Melissa C. Gouws
InnoVenton, Nelson Mandela University, Gqeberha (Port Elizabeth), South Africa
Understanding what sampling variation is, and how it is estimated, has been a “light-bulb” moment for our analysts after having been introduced to the TOS principles.1 So often we have had a situation where analytical work and results can be verified, but our customer still insists it doesn’t meet expectations. Short of driving the poor analyst crazy with re-work tasks, which usually only produces the same “incorrect result”, I now have an avenue of action that allows us to guide the customer and analysts to the path on how to focus on only taking representative samples. This is decidedly more welcome than always having to hear: “Take the sample back to the lab—repeat the analysis”.

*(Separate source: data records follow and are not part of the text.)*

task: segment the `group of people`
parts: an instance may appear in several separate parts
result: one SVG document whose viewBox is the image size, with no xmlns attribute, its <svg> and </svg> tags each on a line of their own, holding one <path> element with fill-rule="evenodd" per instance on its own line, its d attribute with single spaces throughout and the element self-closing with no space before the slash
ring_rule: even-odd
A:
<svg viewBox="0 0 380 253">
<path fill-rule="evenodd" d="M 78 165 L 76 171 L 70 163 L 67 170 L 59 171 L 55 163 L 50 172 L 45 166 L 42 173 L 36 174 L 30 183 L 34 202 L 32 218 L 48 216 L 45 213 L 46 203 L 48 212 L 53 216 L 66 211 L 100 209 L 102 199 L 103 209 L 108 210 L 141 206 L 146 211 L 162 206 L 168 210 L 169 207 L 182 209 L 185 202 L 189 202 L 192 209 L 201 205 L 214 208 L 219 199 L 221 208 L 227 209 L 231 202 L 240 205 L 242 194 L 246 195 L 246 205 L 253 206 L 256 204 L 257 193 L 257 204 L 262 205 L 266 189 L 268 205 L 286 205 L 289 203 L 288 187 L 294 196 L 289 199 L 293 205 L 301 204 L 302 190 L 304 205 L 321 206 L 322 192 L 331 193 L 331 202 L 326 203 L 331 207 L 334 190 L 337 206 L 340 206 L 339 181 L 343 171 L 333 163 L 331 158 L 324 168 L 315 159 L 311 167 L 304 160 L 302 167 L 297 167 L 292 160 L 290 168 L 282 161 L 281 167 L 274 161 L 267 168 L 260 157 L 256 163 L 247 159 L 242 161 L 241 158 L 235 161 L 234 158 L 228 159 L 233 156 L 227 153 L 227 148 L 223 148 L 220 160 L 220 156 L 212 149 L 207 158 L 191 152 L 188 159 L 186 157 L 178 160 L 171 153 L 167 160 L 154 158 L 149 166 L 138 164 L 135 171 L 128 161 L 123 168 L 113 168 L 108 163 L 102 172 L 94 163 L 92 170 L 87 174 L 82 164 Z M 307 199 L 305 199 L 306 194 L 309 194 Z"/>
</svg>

Much time is spent determining the combined total uncertainty for specific analytical methods under validation, however, very little attention is given to the preceding sampling errors and the challenges heterogeneity poses to this issue. I now know that sampling errors dominate over their analytical cousins. Also, using variographic characterisation as a quality control tool for process and measurement system monitoring is a very powerful technique that could help process controllers explain the sources of real process variations that occur on their product lines instead of simply following through by blaming the analytical lab. I found that the international standard DS 3077 (2013) and in particular its use of illustrations and industrial examples captured the true complexity of the principal types of Sampling Errors and helped to conceptualise the TOS principles in a strikingly visual way, making it easier for a typical chemical analyst to relate to the scenarios involved before analysis. After all, we have to isolate the absolutely smallest aliquot for analysis—as demanded by highly sophisticated analytical instrumentation. It is, therefore, highly surprising that the one area of greatest error affecting analysts’ results is the same topic largely ignored in Analytical Chemistry/Science Training programmes, again the sampling errors. This gives rise to “brilliant” analytical results, i.e. extremely precise results, but for non-representative samples for which accuracy with respect to the lot is not accounted for. In fact the accuracy of the analytical results with reference to the original lot is completely without control—and one cannot even estimate the magnitude of the sampling bias incurred (because it is inconstant, as is another insight provided by the TOS). This makes for a very unsure analytical laboratory. After this course I wonder how many questionable results have been released by laboratories all over the world over many, many decades—and the revelations brought about by the TOS are still not known!
Reference
- M.C. Gouws, “Testimony”, in Introduction to the Theory and Practice of Sampling, by K.H. Esbensen. IM Publications Open, Chichester, p. 323 (2020). https://doi.org/10.1255/978-1-906715-29-8
Melissa Gouws
Dr Melissa Gouws is currently responsible for Infrastructure and Facilities at InnoVenton, the Institute for Chemical Technology and the Downstream Chemical Technology Station at the Nelson Mandela University in Gqeberha (Port Elizabeth), South Africa. Gouws qualified with a D. Tech in Chemistry in 2008 (Analytical Chemistry). She then worked as a Senior Analyst at InnoVenton for five years managing the SANAS Accredited Analytical Laboratory which provides testing services to industry. Subsequently she spent four years managing the Technology Station, which offers industrial problem solving, product and process development services. Her role has since expanded to include Business and Infrastructure support with a strategic focus on develop chemical/biochemical technologies using microalgae in support of the DSI Bio economy strategy in South Africa.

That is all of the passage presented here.